Jamestown Tourism is focusing in on a group that often gets lost in the shuffle this upcoming tourism season.
"We often follow the lead of North Dakota Tourism," said Searle Swedlund, executive director of Jamestown Tourism. "What the state is doing is they have really stopped doing any of their national media campaigns. What they've done is taken 2020 and really turned it into a local campaign. It's a good time, it's a really good strategy. If and when this all becomes possible, those day trips and local visitation pieces are going to be the best not only for our state but for our travelers."
Due to the coronavirus pandemic which infiltrated state lines first on March 11, the tourism office has seen the majority of events and other social gatherings canceled.
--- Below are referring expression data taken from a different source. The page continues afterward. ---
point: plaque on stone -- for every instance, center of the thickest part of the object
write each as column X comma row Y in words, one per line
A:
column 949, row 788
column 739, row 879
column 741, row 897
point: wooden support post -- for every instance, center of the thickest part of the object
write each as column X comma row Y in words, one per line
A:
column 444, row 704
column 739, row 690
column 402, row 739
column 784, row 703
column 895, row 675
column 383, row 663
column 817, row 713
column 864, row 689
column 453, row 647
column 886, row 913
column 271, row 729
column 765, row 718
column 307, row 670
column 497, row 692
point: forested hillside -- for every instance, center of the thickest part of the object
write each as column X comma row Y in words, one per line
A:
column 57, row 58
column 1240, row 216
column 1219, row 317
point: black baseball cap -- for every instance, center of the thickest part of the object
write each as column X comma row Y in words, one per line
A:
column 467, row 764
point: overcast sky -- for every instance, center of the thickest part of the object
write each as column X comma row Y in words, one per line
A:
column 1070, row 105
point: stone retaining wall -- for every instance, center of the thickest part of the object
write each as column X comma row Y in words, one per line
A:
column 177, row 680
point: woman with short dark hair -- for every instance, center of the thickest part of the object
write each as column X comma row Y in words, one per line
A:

As of April 21, there have been 627 positive cases and 13 deaths in the state of North Dakota. Stutsman County saw its first positive case of the virus last week and has since climbed to three cases. Swedlund said the global pandemic is not the only thing that has thrown a wrench in the works.
"It has just been a frustrating year," Swedlund said. "It's just a lot of frustration for really well-laid plans that we don't know at all if they will execute. It could be one of the most brilliant times to execute something ... or they could be sitting up there to open. We've had a lot of canceled events due to weather and just a lot of things that haven't lined up well."
The Jamestown Civic Center was one of the venues to follow North Dakota Gov. Doug Burgum's closure of all entertainment venues directives. The order closed the doors until further notice. Civic Center Director Pam Fosse said there have been 34 event days canceled since March 19. Civic Center staff had no events scheduled for the last part of April or the beginning of May.
"Once the restrictions are lifted hopefully we can begin to rebook a lot of these events that have been postponed and get back into some level of normalcy," Fosse said.
It may be a level of normalcy but it is never dull in the tourism office, according to Swedlund.
"I told our board of directors - that's the nature of our business," Swedlund said. "Everything we do is a risk. It's not easy. If it were easy it would just happen, so the things we work to implement and the things we work to grow are hard. That's our job to take on the difficult and uncertain tasks of a lot of projects that are not easy."
Swedlund said that the agency's big project, still slated to start in May, is an inventory of Frontier Village. Another project in the works is a Civil War camping experience where tents built to resemble tents of the era and area would be used. This summer a new trail on the Jamestown Reservoir island is scheduled to open. Swedlund said the trail, with steep grades, is ideal for biking and taking in the views.
"We don't know a lot yet but there are a lot of really fun things developing," Swedlund said. "I think that we have to keep working because when the time comes and there is a safe start and we understand what the rules are for that beginning we'll have to make those adjustments. People are going to be ready. They are going to be ready to get out and enjoy and we need to be ready for them."
Swedlund stressed that tourism in the Jamestown area is not limited to the Frontier Village and National Buffalo Museum. While home to the largest bison statue in the world, Swedlund said outdoor recreational facilities like bike trails, the Talking Trail and Jamestown Reservoir, along with events held in town, are all considered part of the agency. Right now in the season of "downtime'' the executive director is working with almost every facet of tourism.
"Right now I could probably rattle off 20 projects that we are working on," Swedlund said. "We're working with the downtown road diet to put some granite inline markers in there that tell the history of the people or places of our downtown area. We are helping Parks and Rec build a water trail along the James River from Nickeus Park to Klaus Park.
"We have some Frontier Village projects up here in terms of buildings that need to be painted and cleaned up. We are also revamping our website and that sort of stuff. Some (projects) sound really fun, some of them aren't very fun but they just need to be done."
Swedlund said the tourism campaign, geared toward North Dakotans, will possibly help strengthen Jamestown Tourism in the future.
"I don't think it is realistic in the near future (to) inspire trips from across the world or even across the nation so I think they have been really smart in that reinvestment," Swedlund said of the state tourism department's approach. "I think what we will do is follow suit and try to insert messages into those campaigns that fit what we have to offer here in Jamestown."